Today the French Prime Minister has written a letter to his counterpart in New Zealand, John Key, apologizing for Bastareaud’s actions. Key has termed this an end to the affair and hopefully that is the case, in terms of a public sense, even if it will not be for Bastareaud, who is left to cope with his now damaged career, and possibly also his life.

Today’s development, the intervention of Francois Fillon, most worries me. Bastareaud is one of the few French rugby players who has heritage outside of the country (Guadalupe I believe). This foreign heritage is something which has been seen with many French soccer players but, perhaps for class differences, not in the oval ball game. Would Fillon have intervened if, say, Cedric Heymans was the player involved? Was (if the rumours about the fight are true) Bastareaud made a scapegoat based on his ethnicity?
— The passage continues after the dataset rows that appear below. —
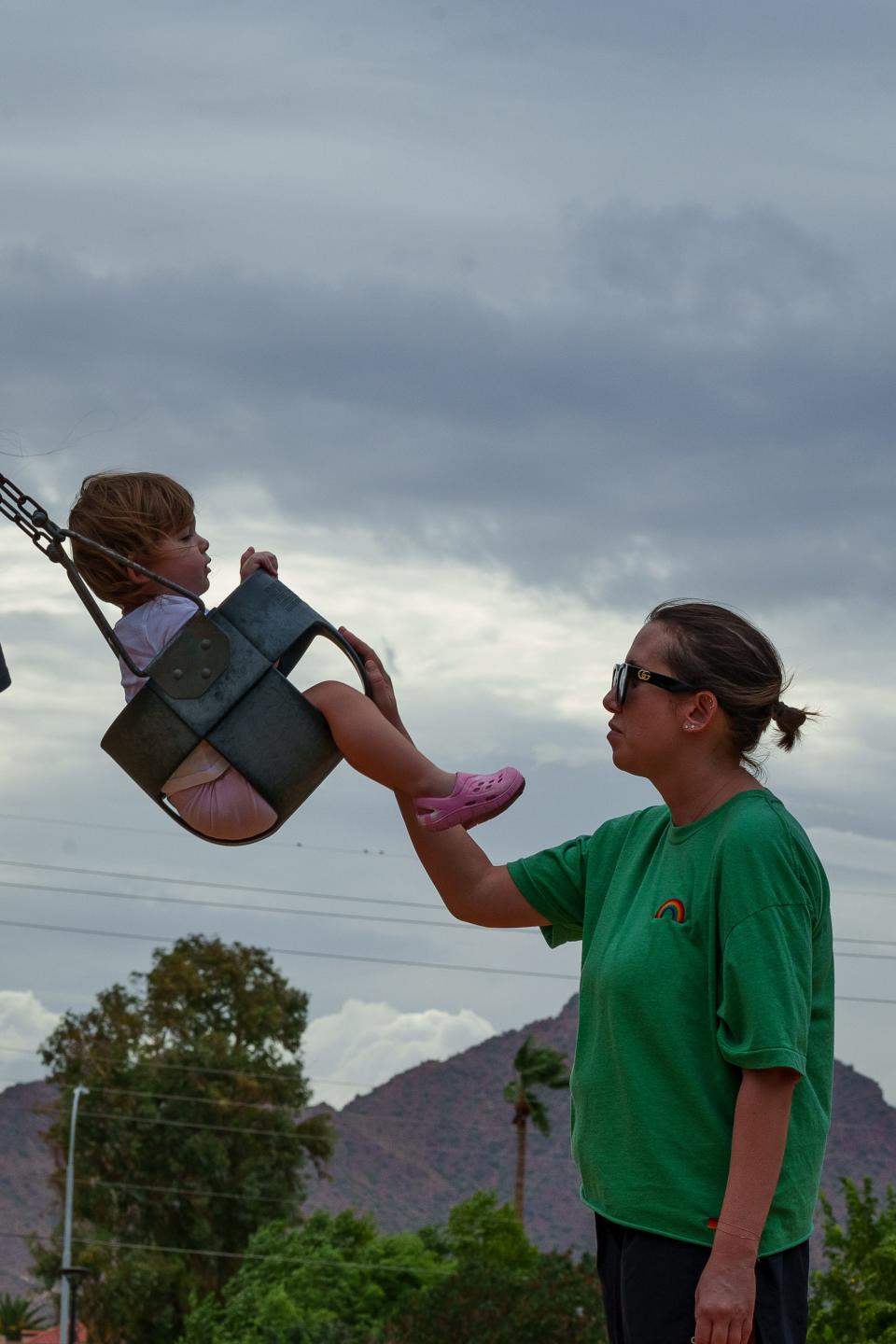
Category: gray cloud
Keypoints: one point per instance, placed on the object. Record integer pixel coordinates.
(702, 379)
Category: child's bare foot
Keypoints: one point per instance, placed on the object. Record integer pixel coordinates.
(474, 799)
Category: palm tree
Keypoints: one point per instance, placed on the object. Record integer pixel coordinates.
(536, 1066)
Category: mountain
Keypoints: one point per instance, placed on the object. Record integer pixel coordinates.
(434, 1135)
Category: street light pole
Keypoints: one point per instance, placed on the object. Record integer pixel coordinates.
(73, 1276)
(66, 1233)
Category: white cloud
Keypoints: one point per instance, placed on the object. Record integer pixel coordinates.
(23, 1025)
(367, 1043)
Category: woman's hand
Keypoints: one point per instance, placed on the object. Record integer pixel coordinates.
(381, 681)
(253, 559)
(725, 1297)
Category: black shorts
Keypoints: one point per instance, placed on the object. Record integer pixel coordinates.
(649, 1285)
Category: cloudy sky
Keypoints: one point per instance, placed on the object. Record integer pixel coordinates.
(498, 321)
I’m not qualified to discuss the intricacies of French society but to see how this can affect France, watch the Palme D’Or winning The Class from Laurent Cantet. This stunning film engages with the issue in a simple yet philosophical manner, giving an outsider such as myself an insight into everyday life in multi-cultural France.

Whether or not race is a factor, there is also no doubt that Bastareaud has been exposed by French rugby authorities. Little has been done to defend him after the incident and, it seems, next to nothing was done to care for him during the media storm that followed. He reportedly told friends he was feeling suicidal before this weekend but, again, nothing was done to aid him. He was hung out to dry; even representatives of New Zealand police agree with that much. “At least two French players, maybe more, know the truth,” said Peter Cowan, the police chief in Wellington. “One day it will come out.”

Until that day, let’s hope that Bastareaud recovers, and returns to the rugby field sooner rather than later.